Think foragers who move from camp to camp in search of available food.
While the majority of us no longer need to hunt seasonal food out in the wild, technology being at the forefront of our world has enabled a new kind of nomadism on a massive scale: the so-called digital nomad.
In case you haven’t heard of it, the digital nomad lifestyle is all the rage among millennials nowadays. From its humble beginnings as an underground movement, the phrase has come out of the shadows and made the headlines of major news sites lately.
Although slowly gaining popularity, digital nomads seem to carry this mysterious, enigmatic air with them as they roam around the earth. They evoke the type of public interest that international spies used to evoke, even though most DNs avoid attention like the plague.
Having lived off of a suitcase and a MacBook for three years, I still refrain from calling myself a digital nomad in keeping with the clandestine spirit of this quiet rebellion. But I can share with you my two cents on what digital nomadism is and how to become one, from three years of living in 22 cities and 15 countries.
What is a digital nomad?
Many digital nomads who live the lifestyle don’t really brand themselves as one, but a few advocates have made it very clear that there is a distinct difference between a digital nomad and an expat.
In essence, a digital nomad is always on the move with their work. Although their work often doesn’t require them to travel, digital nomads’ self-initiated travels take them to places where they experience new locales without sacrificing work time. They achieve this by carrying out work that can be done as long as there is quality internet connection.
Compared to expats who move permanently to a new country, digital nomads never settle. They aren’t seen with packs of tourists either—as they love to explore places the “local” way. They tend to travel slowly through places. After some time they will pick up and move on to the next location, never making a permanent home for themselves.

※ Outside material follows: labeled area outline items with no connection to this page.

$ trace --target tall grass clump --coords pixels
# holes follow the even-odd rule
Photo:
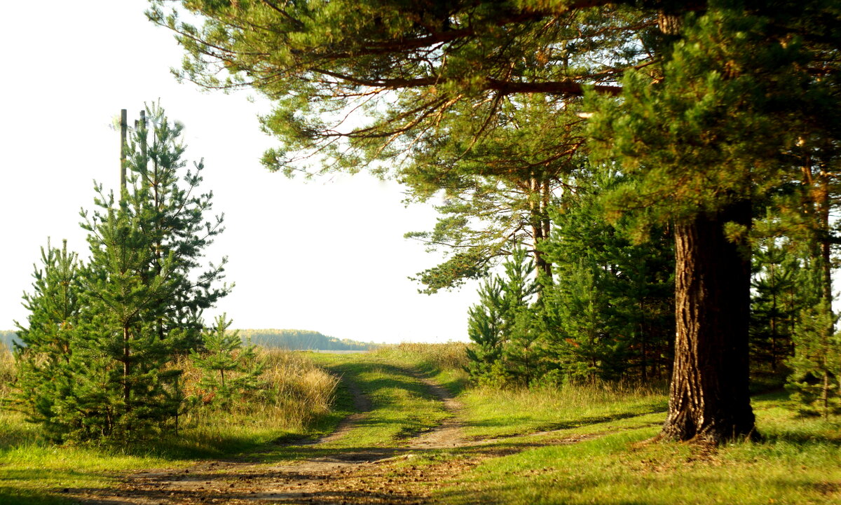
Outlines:
[[[224,448],[231,444],[257,444],[289,434],[306,434],[330,411],[339,379],[300,353],[257,348],[262,373],[254,387],[234,402],[220,402],[202,381],[203,371],[188,359],[184,371],[186,409],[179,419],[182,439],[193,445],[211,441]]]
[[[317,366],[305,355],[282,350],[257,348],[256,360],[262,373],[254,387],[237,395],[235,401],[218,401],[216,392],[203,383],[203,371],[189,357],[172,366],[183,371],[183,408],[160,436],[145,440],[141,452],[165,457],[208,457],[231,454],[280,437],[306,435],[326,418],[332,407],[339,379]],[[0,405],[14,392],[16,366],[13,353],[0,348]],[[26,422],[22,413],[0,409],[0,450],[48,443],[40,427]],[[108,441],[98,446],[108,450]],[[121,445],[119,450],[131,452]]]
[[[395,361],[412,363],[426,371],[463,370],[468,364],[468,345],[464,342],[446,344],[419,344],[404,342],[383,345],[372,350],[372,356]]]
[[[468,434],[493,437],[665,412],[668,392],[662,386],[590,381],[530,388],[484,385],[461,399],[470,418]]]

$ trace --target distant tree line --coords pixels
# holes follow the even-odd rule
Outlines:
[[[487,279],[479,376],[669,374],[679,440],[758,436],[752,359],[838,406],[835,3],[151,3],[182,77],[271,101],[270,169],[443,197],[418,279]]]
[[[289,350],[369,350],[378,346],[306,329],[242,329],[240,334],[257,345]]]

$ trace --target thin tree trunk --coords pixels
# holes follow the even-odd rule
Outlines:
[[[750,258],[725,237],[731,221],[749,224],[749,203],[675,226],[677,335],[661,438],[758,436],[748,391]]]
[[[130,334],[129,327],[123,326],[123,401],[125,402],[125,411],[131,410],[131,349],[129,346]]]

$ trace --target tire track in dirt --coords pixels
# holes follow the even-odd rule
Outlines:
[[[532,447],[576,444],[606,434],[567,436],[520,446],[491,447],[500,439],[472,440],[464,437],[464,423],[459,415],[463,406],[448,391],[415,371],[401,369],[401,371],[424,383],[428,392],[442,402],[449,417],[438,426],[403,440],[399,447],[338,450],[329,455],[284,465],[204,461],[186,470],[130,476],[119,490],[73,490],[71,496],[84,503],[103,505],[421,505],[432,502],[431,495],[436,489],[452,486],[483,460]],[[333,434],[296,446],[303,450],[318,450],[322,445],[348,436],[371,411],[371,402],[359,387],[346,377],[343,381],[357,412],[340,423]],[[425,465],[411,465],[411,460],[419,455],[436,455],[442,450],[447,455],[436,457],[431,465],[428,461]]]

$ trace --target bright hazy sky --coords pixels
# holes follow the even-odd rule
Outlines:
[[[208,256],[229,256],[236,287],[219,311],[235,327],[381,342],[465,339],[475,285],[430,297],[407,279],[436,256],[403,234],[431,229],[435,212],[405,208],[399,186],[366,175],[304,182],[267,172],[258,159],[272,140],[256,118],[265,103],[178,84],[169,69],[182,50],[145,8],[145,0],[4,5],[0,329],[25,321],[20,297],[47,237],[87,255],[79,210],[93,208],[93,180],[119,181],[112,118],[127,108],[132,124],[144,103],[160,98],[185,124],[186,158],[204,158],[202,187],[225,215]]]

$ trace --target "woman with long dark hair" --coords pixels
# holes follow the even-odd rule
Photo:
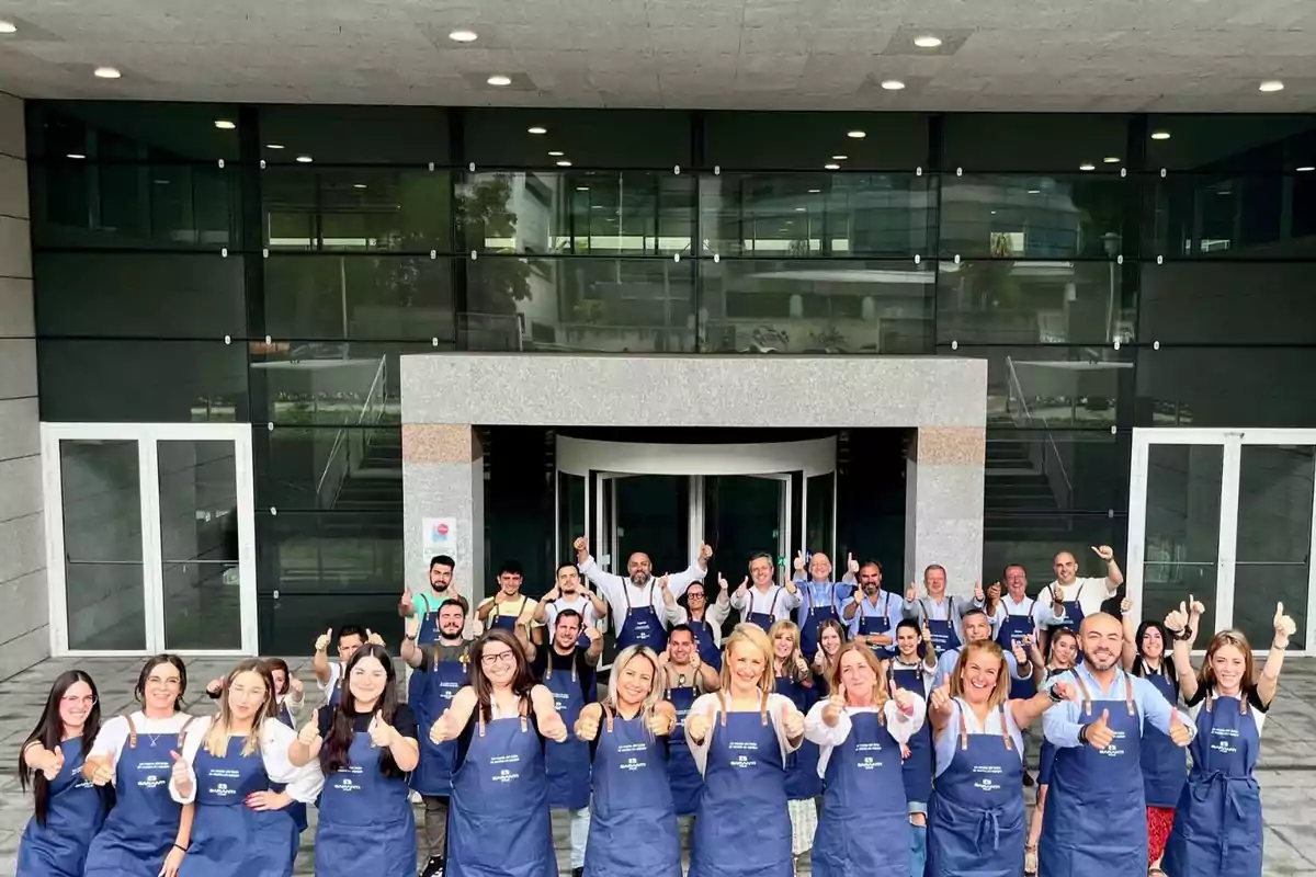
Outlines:
[[[96,735],[83,777],[114,785],[114,807],[87,852],[86,877],[175,877],[192,836],[193,805],[170,797],[172,752],[192,717],[183,711],[187,667],[178,655],[142,664],[134,694],[142,709],[116,715]]]
[[[187,877],[288,877],[300,830],[293,801],[315,801],[320,772],[296,768],[288,747],[296,732],[276,715],[268,667],[240,663],[224,680],[218,714],[197,719],[174,756],[170,793],[195,803]],[[291,784],[287,790],[272,784]]]
[[[544,742],[566,738],[517,638],[476,639],[471,684],[429,730],[436,746],[457,740],[445,877],[557,877]]]
[[[407,774],[420,764],[416,718],[397,702],[393,663],[366,643],[347,661],[338,706],[316,710],[288,747],[295,765],[320,760],[317,877],[415,877],[416,818]]]
[[[18,841],[16,877],[82,877],[108,803],[108,794],[82,776],[100,731],[97,698],[91,676],[64,671],[18,751],[18,782],[25,792],[32,786],[36,806]]]

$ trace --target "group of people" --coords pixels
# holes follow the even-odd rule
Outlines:
[[[553,810],[574,877],[680,877],[683,818],[694,877],[790,877],[805,851],[826,877],[1261,874],[1253,768],[1294,634],[1282,606],[1259,673],[1238,631],[1194,669],[1200,604],[1163,623],[1136,625],[1128,600],[1101,611],[1123,582],[1107,547],[1098,579],[1058,554],[1036,598],[1021,567],[969,598],[929,567],[904,600],[876,561],[833,581],[822,555],[794,576],[759,555],[709,601],[707,546],[670,576],[575,551],[542,601],[505,564],[474,639],[436,557],[399,602],[405,702],[358,627],[317,639],[325,699],[305,718],[278,659],[238,663],[195,717],[172,655],[143,664],[139,710],[104,722],[92,678],[61,675],[20,755],[36,813],[17,873],[282,877],[312,805],[317,874],[415,877],[416,794],[426,877],[555,877]]]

Why would you want to become a digital nomad?
It’s a never-ending debate on whether or not becoming a digital nomad is worth the sacrifice.
On the bright side, remote work frees us from the soul-sucking routines that drain our creativity. Most of us find ourselves involuntarily stuck in a rut called 9 to 5 office life right after college. The promise of becoming a digital nomad is to travel the world while working online to pay your bills. And most of the time, traveling outside of cities where the cost of living is high means less bills to pay. Earning $2000 a month can be more than enough to live comfortably from Barcelona to Bali.
Remote work allows more flexibility in when you work, where you work and how you work. Most digital nomads have some sort of control over their work schedule, or are not required to work fixed hours. They can also change things up a bit by working from home, a cafe, a library or coworking space.
Moreover, digital nomads don’t have to sit with coworkers in the same space everyday, freeing them from interpersonal politics. For those more introverted or who require more interrupted work time, digital nomadism seems to be the cure. More focused work, increased productivity and work-related happiness is commonly reported among these workers.
However, it comes with its sacrifices. The most prominent one being social isolation as a result of uprooting too often. One or a few months living in a city is certainly not enough to cultivate lifelong connections. While nomads have the breadth of experiences, they can suffer from lack of depth in their interpersonal relationships over time.
There are plenty of cost effective learning tools out there to suit your needs as you get started learning a new digital skill. A mentored online course makes it easier to learn the necessary practical skills in a structured way: consider something like the CareerFoundry UX design course, which also comes with a job guarantee.
Once you have acquired the digital skills, you can find remote jobs on sites like weworkremotely, RemoteOk, Remote.com and more. Before taking the leap of faith, make sure that your team have systems in place to make remote working smooth and easy. Your work is done best when everyone is on the same page (i.e. remote) so that you are not left out of important work conversations.